Stanley Kubrick was only 31 years old when Kirk Douglas (star of Kubrick's classic Paths of Glory) recruited the young director to pilot this epic saga, in which the rebellious slave Spartacus (played by Douglas) leads a freedom revolt against the decadent Roman Empire. Kubrick would later disown the film because it was not a personal project--he was merely a director-for-hire--but Spartacus remains one of the best of Hollywood's grand historical epics.

Silverado

Director Lawrence Kasdan (The Big Chill) clearly set out to make an old-fashioned Western, but he couldn't help bringing a hip, self-conscious attitude to the proceedings. Silverado thus finds its own funky tone--sometimes rousing, sometimes winking. Four cowpokes converge on a little Western burg called Silverado; they're played by Kevin Kline (a distinctly modern kind of Western hero), Scott Glenn, Danny Glover, and the rowdy young Kevin Costner.

Jason And The Argonauts

Arguably the most intelligently written film to feature the masterful stop-motion animation of Ray Harryhausen, Jason and the Argonauts is a colorful adventure that takes full advantage of Harryhausen's "Dynarama" process. Inspired by the Greek myth, the story begins when the fearless explorer Jason (Todd Armstrong) returns to the kingdom of Thessaly to make his rightful claim to the throne, but the gods proclaim that he must first find the magical Golden Fleece.

Iron Monkey

Yuen Woo-ping's dazzling take on Robin Hood, set in a 19th-century Canton township, stars Yu Rong-guang as the humble healer Dr. Yang, who dons black tights and a bandit mask for nightly excursions as the Iron Monkey to rob from the thieving governor of Canton and give to the poor. When wandering herbalist and martial artist Wong Kei-ying (Donnie Yen) enters town with his son in tow, the governor blackmails Wong into capturing the outlaw. Needless to say, Wong and Yang become fast friends and team up to take on the new villain in town, the Monk, and his mob of street-fighting thugs.

Gandhi

Sir Richard Attenborough's 1982 multiple-Oscar winner (including Best Picture, Best Director, and Best Actor for Ben Kingsley) is an engrossing, reverential look at the life of Mohandas K. Gandhi, who introduced the doctrine of nonviolent resistance to the colonized people of India and who ultimately gained the nation its independence. Kingsley is magnificent as Gandhi as he changes over the course of the three-hour film from an insignificant lawyer to an international leader and symbol.

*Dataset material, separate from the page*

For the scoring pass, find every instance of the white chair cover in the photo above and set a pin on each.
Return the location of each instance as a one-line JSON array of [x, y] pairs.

Eternal Sunshine Of The Spotless Mind

Screenwriters rarely develop a distinctive voice that can be recognized from movie to movie, but the ornate imagination of Charlie Kaufman (Being John Malkovich, Adaptation) has made him a unique and much-needed cinematic presence. In Eternal Sunshine of the Spotless Mind, a guy decides to have the memories of his ex-girlfriend erased after she's had him erased from her own memory--but midway through the procedure, he changes his mind and struggles to hang on to their experiences together.

Witness

When a young Amish woman and her son are caught up in the murder of an undercover narcotics agent, their savior proves to be the worldly and cynical Philadelphia detective John Book. Harrison Ford is sensational as Book, the cop who runs head-on into the non-violent world of a Pennsylvania Amish community. The end result is an action-packed struggle of life and death, interwoven with a sensitive undercurrent of caring and forbidden love.